LES BANNIERES TARANAISES

Depuis tout temps, les étendards sont des symboles forts pour les hommes. Sur les champs de bataille, où le combattant doit chercher ses ultimes ressources, il le rassure et le fanatise rappelant la cause pour laquelle il se bat.

La perte d'une bannière est toujours un camouflet pour l'unité qui le subit et peut la démoralisée. A l'inverse, la capture des bannières ennemies est un objectif prioritaire, les régiments exposent fièrement les bannières capturées.

Omphalia et Taran possèdent nombre de bannières capturées qu'ils se sont mutuellement capturés.

 
HISTORIQUE

L'évolution la bannière de Taran suit intimement son histoire.

Elle apparu 5 000 639/M38 lors de la création de la Ligue Islandis. Les pacifistes fondateurs de cette Ligue acquirent comme territoire un groupe d'îles dévastées appelées le Cratère. Sur cet ancien champ de bataille, les Islandais voulaient bâtir une société nouvelle. C'est ce que représente la femme (symbole de fécondité), semant (symbole de la vie nouvelle) et marchant nue (comme eux sans armes) sur une terre dévastée au milieu de cadavres (symbole de l'ancienne société). Le fond d'origine était blanc et Islandis était écrit sur l'étiquette.

Lorsqu'Islandis s'engagea dans la 14e guerre, en 5 000 101/M39, les fusils lasers furent ajoutés car l'ensemble faisait trop pacifiste.

Après la fin de la guerre, le drapeau fut profondément modifié : le fond blanc fut remplacé par les anciennes couleurs de Libertas et l'aigle impérial fut ajouté. Ces 2 modifications pour convaincre l'Imperium de reconnaître les nouveaux chefs sur Taran.

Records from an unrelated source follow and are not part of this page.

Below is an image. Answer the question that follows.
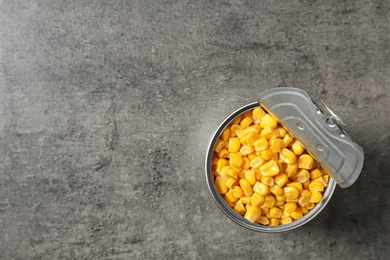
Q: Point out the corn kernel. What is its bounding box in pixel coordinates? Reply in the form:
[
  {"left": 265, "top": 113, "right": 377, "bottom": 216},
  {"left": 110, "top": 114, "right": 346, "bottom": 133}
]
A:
[
  {"left": 286, "top": 181, "right": 303, "bottom": 193},
  {"left": 244, "top": 170, "right": 256, "bottom": 185},
  {"left": 275, "top": 173, "right": 288, "bottom": 188},
  {"left": 310, "top": 191, "right": 322, "bottom": 203},
  {"left": 284, "top": 202, "right": 297, "bottom": 215},
  {"left": 261, "top": 149, "right": 274, "bottom": 161},
  {"left": 283, "top": 186, "right": 299, "bottom": 200},
  {"left": 250, "top": 156, "right": 264, "bottom": 168},
  {"left": 251, "top": 192, "right": 265, "bottom": 206},
  {"left": 240, "top": 116, "right": 253, "bottom": 128},
  {"left": 228, "top": 137, "right": 241, "bottom": 153},
  {"left": 234, "top": 203, "right": 246, "bottom": 216},
  {"left": 252, "top": 107, "right": 267, "bottom": 119},
  {"left": 244, "top": 204, "right": 261, "bottom": 223},
  {"left": 286, "top": 163, "right": 298, "bottom": 178},
  {"left": 256, "top": 216, "right": 269, "bottom": 225},
  {"left": 290, "top": 207, "right": 302, "bottom": 219},
  {"left": 268, "top": 218, "right": 279, "bottom": 227},
  {"left": 230, "top": 153, "right": 244, "bottom": 169},
  {"left": 216, "top": 159, "right": 228, "bottom": 173},
  {"left": 298, "top": 154, "right": 314, "bottom": 170},
  {"left": 261, "top": 194, "right": 276, "bottom": 208},
  {"left": 225, "top": 177, "right": 236, "bottom": 189},
  {"left": 240, "top": 179, "right": 253, "bottom": 196},
  {"left": 215, "top": 177, "right": 227, "bottom": 194},
  {"left": 240, "top": 196, "right": 251, "bottom": 205},
  {"left": 269, "top": 184, "right": 283, "bottom": 196},
  {"left": 240, "top": 145, "right": 255, "bottom": 155},
  {"left": 260, "top": 127, "right": 279, "bottom": 140},
  {"left": 280, "top": 217, "right": 292, "bottom": 225},
  {"left": 253, "top": 137, "right": 268, "bottom": 152},
  {"left": 221, "top": 127, "right": 231, "bottom": 142},
  {"left": 253, "top": 182, "right": 269, "bottom": 196},
  {"left": 279, "top": 148, "right": 297, "bottom": 164},
  {"left": 309, "top": 181, "right": 324, "bottom": 192},
  {"left": 269, "top": 207, "right": 282, "bottom": 218},
  {"left": 260, "top": 114, "right": 278, "bottom": 128},
  {"left": 295, "top": 169, "right": 310, "bottom": 183},
  {"left": 259, "top": 160, "right": 279, "bottom": 176}
]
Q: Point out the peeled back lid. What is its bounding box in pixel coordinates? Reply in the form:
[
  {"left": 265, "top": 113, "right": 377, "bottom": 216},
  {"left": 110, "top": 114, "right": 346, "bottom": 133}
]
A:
[{"left": 257, "top": 87, "right": 364, "bottom": 188}]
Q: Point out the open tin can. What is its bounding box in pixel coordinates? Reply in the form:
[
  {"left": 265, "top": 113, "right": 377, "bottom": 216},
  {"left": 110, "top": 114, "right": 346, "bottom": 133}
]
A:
[{"left": 205, "top": 87, "right": 364, "bottom": 233}]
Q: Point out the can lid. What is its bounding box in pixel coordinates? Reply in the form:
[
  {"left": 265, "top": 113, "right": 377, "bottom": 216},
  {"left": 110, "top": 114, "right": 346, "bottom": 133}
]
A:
[{"left": 257, "top": 87, "right": 364, "bottom": 188}]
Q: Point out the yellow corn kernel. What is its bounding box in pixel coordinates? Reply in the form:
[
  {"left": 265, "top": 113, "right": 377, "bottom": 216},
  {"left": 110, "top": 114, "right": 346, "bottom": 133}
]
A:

L'ensemble est utilisé depuis 2000 ans comme base pour toutes les bannières d'unités et d'armées venant de Taran.

La femme représentée est appelée Lamnia ce qui signifie "larme" en Gothique principal. Elle est censée être la mère de tout les taranais et de pleurer chacun de ses fils morts. Elle est souvent représentée comme une piéta avec, dans ses bras, un soldat mort. C'est une créature purement symbolique qui n'a aucune valeur religieuse.

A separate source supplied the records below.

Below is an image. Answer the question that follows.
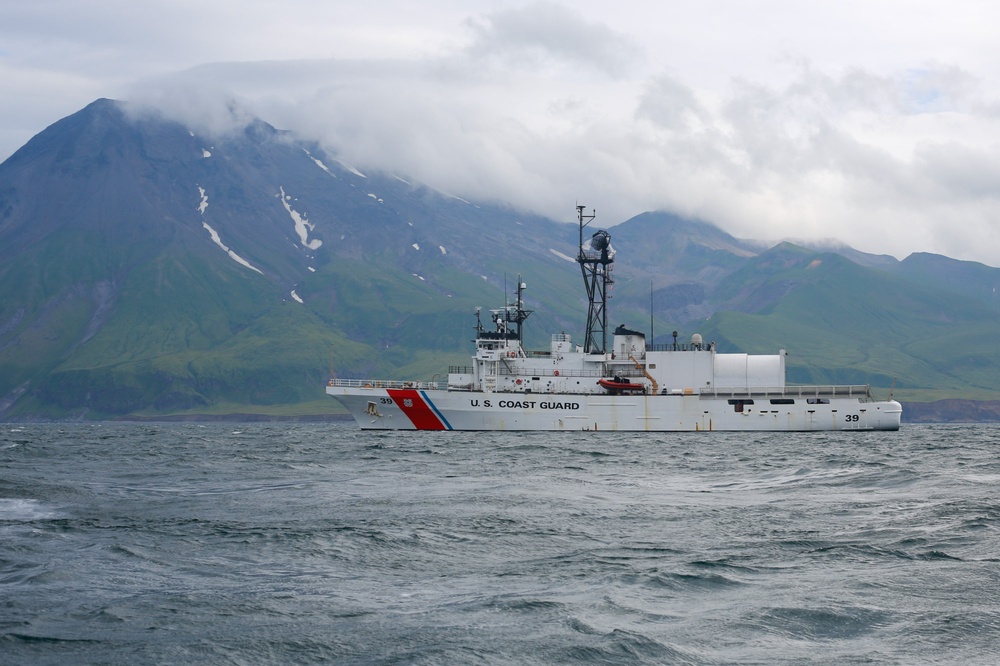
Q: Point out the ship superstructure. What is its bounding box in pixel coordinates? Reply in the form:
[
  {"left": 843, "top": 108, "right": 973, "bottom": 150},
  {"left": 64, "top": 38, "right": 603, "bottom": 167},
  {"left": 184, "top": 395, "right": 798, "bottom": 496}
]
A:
[{"left": 326, "top": 206, "right": 902, "bottom": 431}]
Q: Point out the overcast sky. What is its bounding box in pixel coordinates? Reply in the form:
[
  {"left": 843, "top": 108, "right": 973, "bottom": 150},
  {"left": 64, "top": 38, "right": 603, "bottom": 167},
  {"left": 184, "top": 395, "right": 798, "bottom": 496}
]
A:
[{"left": 0, "top": 0, "right": 1000, "bottom": 266}]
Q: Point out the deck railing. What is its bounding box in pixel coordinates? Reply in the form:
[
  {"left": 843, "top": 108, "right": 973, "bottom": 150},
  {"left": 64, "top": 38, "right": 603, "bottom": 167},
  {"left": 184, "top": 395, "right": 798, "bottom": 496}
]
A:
[{"left": 327, "top": 377, "right": 448, "bottom": 391}]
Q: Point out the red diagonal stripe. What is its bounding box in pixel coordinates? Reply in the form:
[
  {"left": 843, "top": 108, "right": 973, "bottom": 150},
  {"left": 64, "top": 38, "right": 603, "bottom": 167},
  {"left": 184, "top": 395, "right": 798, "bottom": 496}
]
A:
[{"left": 386, "top": 389, "right": 445, "bottom": 430}]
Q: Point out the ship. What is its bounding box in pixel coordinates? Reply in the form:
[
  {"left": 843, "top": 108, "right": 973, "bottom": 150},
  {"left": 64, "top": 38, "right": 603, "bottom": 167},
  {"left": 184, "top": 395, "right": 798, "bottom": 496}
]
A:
[{"left": 326, "top": 206, "right": 902, "bottom": 432}]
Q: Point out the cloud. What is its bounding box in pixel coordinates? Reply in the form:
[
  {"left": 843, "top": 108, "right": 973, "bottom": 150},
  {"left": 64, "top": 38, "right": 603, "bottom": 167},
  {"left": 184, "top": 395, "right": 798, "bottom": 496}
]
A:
[
  {"left": 0, "top": 0, "right": 1000, "bottom": 265},
  {"left": 465, "top": 2, "right": 642, "bottom": 78}
]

Certaines expression du langage populaire y font allusion avec plus ou moins de respect : "servir la pleureuse" faire son service militaire ; "se faire la belle" : avoir de la chance, etc…

 

LE BANNIERES DANS LES FORCES DE DEFENCE PLANETAIRE

Les Armées Extérieures et Extraplanétaires (AEEP) :

Les armées n'ont pas de bannières. Par contre, toutes les divisions en possèdent. Traditionnellement, lorsqu'une division est créée ou lorsque la bannière est perdue, ce sont les officiers de la division qui se cotisent pour l'achat de la bannière. Elle reprends les motifs traditionnels décrit ci-dessus avec en plus des décorations, une devise, les campagnes accomplies,… Les compagnies ont parfois des bannières : celles qui existent depuis longtemps et qui sont commandés des officiers charismatiques. Dans ce cas là, ce sont tous les hommes qui mettent la main à la poche.

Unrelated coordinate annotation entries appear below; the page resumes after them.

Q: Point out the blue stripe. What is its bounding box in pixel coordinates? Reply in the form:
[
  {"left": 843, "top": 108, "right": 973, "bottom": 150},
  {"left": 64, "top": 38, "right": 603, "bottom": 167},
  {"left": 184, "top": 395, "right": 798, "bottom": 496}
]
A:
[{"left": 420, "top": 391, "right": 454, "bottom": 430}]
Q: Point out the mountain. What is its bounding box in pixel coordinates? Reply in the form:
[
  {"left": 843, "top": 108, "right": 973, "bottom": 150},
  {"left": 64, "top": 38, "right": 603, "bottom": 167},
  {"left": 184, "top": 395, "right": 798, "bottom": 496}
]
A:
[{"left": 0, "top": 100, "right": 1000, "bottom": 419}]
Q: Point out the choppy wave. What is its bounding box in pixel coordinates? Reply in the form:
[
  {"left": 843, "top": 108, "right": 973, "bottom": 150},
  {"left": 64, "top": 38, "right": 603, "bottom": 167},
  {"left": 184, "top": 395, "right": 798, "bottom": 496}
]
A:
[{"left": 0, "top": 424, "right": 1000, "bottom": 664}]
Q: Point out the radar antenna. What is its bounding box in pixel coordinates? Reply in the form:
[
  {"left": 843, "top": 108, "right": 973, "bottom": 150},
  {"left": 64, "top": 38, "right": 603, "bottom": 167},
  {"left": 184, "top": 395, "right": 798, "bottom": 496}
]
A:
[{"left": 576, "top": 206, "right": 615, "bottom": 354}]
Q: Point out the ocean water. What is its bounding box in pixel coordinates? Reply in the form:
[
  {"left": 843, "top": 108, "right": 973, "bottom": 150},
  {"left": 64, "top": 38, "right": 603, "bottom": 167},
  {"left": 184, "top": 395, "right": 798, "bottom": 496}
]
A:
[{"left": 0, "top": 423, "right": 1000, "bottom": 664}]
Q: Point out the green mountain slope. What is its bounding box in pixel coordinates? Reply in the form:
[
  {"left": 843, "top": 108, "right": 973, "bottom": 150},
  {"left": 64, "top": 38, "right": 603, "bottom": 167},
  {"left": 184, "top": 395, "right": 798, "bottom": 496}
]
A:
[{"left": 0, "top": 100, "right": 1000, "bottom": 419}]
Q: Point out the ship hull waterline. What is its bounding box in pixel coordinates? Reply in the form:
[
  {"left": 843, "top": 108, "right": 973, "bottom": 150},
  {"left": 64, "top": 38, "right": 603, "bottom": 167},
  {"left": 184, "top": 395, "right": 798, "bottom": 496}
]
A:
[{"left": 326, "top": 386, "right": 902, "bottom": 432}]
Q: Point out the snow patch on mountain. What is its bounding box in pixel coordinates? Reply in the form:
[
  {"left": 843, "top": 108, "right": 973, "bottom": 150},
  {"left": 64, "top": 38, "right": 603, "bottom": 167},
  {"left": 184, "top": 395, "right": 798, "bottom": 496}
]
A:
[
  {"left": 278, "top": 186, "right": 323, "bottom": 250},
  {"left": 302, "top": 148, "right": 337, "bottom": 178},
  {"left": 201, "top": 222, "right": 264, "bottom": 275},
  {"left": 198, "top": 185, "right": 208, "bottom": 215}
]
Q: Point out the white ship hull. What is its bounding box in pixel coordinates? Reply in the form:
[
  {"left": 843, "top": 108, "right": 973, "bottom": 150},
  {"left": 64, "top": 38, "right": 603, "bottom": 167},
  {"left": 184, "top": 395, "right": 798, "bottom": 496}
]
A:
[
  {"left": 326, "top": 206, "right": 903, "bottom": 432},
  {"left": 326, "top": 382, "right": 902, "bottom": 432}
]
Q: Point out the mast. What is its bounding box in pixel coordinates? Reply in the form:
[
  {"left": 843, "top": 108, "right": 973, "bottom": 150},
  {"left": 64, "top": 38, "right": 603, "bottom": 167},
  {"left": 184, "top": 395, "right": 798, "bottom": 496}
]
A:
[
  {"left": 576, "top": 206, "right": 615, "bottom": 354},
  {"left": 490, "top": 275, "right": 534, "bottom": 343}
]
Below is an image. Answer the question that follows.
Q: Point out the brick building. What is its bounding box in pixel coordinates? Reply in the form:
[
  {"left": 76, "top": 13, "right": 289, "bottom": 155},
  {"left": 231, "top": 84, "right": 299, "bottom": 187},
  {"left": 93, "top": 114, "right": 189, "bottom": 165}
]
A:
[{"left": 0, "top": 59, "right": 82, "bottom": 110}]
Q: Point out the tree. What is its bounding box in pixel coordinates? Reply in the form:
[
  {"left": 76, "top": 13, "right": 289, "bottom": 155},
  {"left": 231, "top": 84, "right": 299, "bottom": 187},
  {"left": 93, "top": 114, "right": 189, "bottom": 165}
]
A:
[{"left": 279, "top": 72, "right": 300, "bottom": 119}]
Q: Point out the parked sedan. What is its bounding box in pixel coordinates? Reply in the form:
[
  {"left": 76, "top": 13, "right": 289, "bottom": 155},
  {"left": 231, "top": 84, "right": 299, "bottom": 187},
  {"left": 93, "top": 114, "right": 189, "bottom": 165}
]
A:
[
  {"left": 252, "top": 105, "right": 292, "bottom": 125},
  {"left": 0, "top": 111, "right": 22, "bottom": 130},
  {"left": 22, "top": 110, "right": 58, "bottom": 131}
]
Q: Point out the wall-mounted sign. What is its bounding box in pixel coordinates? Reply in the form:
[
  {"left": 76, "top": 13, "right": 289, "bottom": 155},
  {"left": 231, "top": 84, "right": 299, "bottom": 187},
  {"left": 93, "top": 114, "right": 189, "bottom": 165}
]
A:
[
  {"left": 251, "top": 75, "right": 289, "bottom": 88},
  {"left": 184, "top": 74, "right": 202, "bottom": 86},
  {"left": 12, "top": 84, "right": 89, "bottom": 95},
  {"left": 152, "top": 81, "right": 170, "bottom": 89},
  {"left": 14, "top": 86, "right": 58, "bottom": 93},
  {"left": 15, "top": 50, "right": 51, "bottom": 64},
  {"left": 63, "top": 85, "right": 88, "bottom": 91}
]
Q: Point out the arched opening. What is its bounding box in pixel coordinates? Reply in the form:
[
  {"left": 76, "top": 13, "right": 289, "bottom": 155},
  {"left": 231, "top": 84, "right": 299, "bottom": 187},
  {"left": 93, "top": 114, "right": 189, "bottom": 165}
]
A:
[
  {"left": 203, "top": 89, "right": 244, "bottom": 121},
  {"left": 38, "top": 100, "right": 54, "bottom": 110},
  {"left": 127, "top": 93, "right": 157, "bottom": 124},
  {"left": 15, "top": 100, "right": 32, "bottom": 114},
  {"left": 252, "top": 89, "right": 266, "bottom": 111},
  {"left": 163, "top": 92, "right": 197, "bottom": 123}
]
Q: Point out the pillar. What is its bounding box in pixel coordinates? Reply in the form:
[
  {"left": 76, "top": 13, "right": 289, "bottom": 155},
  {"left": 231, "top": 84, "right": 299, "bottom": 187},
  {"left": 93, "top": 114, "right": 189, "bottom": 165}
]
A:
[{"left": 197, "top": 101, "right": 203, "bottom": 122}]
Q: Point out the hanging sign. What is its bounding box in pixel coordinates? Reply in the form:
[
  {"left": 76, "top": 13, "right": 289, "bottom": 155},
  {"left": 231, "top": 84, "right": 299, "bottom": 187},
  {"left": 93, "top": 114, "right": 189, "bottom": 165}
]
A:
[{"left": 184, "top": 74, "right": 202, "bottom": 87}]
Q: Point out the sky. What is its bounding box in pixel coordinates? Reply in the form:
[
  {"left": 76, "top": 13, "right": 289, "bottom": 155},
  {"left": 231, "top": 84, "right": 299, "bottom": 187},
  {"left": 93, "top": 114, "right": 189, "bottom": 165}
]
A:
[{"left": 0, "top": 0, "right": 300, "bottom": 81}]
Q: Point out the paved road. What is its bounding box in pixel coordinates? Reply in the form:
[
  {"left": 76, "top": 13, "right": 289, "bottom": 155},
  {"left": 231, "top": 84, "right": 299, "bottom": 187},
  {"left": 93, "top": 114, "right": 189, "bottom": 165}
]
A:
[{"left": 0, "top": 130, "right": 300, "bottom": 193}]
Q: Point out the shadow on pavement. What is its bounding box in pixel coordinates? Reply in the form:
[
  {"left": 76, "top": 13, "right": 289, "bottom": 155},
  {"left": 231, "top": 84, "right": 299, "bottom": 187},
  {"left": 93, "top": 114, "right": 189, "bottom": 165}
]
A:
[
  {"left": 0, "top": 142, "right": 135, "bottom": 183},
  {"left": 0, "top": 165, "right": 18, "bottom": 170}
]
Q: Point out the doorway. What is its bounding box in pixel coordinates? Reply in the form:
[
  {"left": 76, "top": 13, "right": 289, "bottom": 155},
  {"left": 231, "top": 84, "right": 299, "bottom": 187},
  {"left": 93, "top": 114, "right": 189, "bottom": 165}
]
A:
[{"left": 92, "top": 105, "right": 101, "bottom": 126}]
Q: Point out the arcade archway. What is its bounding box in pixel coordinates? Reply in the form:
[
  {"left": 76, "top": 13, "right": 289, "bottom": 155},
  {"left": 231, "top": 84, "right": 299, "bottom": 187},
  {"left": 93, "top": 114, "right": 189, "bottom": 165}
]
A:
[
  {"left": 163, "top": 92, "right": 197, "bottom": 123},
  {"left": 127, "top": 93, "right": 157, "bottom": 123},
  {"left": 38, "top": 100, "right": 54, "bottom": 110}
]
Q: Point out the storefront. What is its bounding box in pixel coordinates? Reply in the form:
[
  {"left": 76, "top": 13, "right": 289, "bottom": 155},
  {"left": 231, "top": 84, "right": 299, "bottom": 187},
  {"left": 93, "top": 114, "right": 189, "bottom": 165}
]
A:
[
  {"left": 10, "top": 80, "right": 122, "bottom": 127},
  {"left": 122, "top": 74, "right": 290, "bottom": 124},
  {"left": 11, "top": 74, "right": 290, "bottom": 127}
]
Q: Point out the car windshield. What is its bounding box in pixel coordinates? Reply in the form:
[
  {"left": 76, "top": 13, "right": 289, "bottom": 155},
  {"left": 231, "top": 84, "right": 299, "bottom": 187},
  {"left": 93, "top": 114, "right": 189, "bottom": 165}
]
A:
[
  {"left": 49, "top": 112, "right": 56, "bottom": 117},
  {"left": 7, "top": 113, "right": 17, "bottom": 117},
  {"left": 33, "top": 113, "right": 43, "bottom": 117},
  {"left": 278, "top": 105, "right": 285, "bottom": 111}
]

- Les Armées Intérieures de Garnisons (AIG) : elles n'emploient jamais de bannières.

 
LES BANNIERES DANS LA GARDE IMPERIALE :

Les bannières régimentaires :

Chaque régiment de la Garde Impériale issu de Taran possède son étendard. C'est souvent une véritable relique de plusieurs centaines d'années. Les régiments successifs du même numéro se transmettent la bannière lors d'une cérémonie particulière. Cette bannière reprends généralement le fond ci-dessus et y ajoutent numéros et devises avec parfois le noms des officiers supérieurs qui marquèrent l'histoire du régiment.

Les bannières de compagnie :

Comme les compagnies des AEEP, les bannières sont laissées à la discrétion du capitaine et de ses hommes.

LES HYMNES

Les taranais sont un peuple très musicien. Il n'est pas rare que lorsque des amis se réunissent, ils entonnent quelques chansons plus ou moins paillardes accompagnés d'instruments de musique relativement simples (à cordes ou à vent, principalement). Il est normal que sous les armes, ils conservent cette habitude. Même dans la Garde Impériale, les taranais sont célèbres pour leurs chœurs d'hommes.

A la guerre, le chant les galvanise avant l'assaut et leur fait momentanément oublier les rudes conditions qu'ils endurent.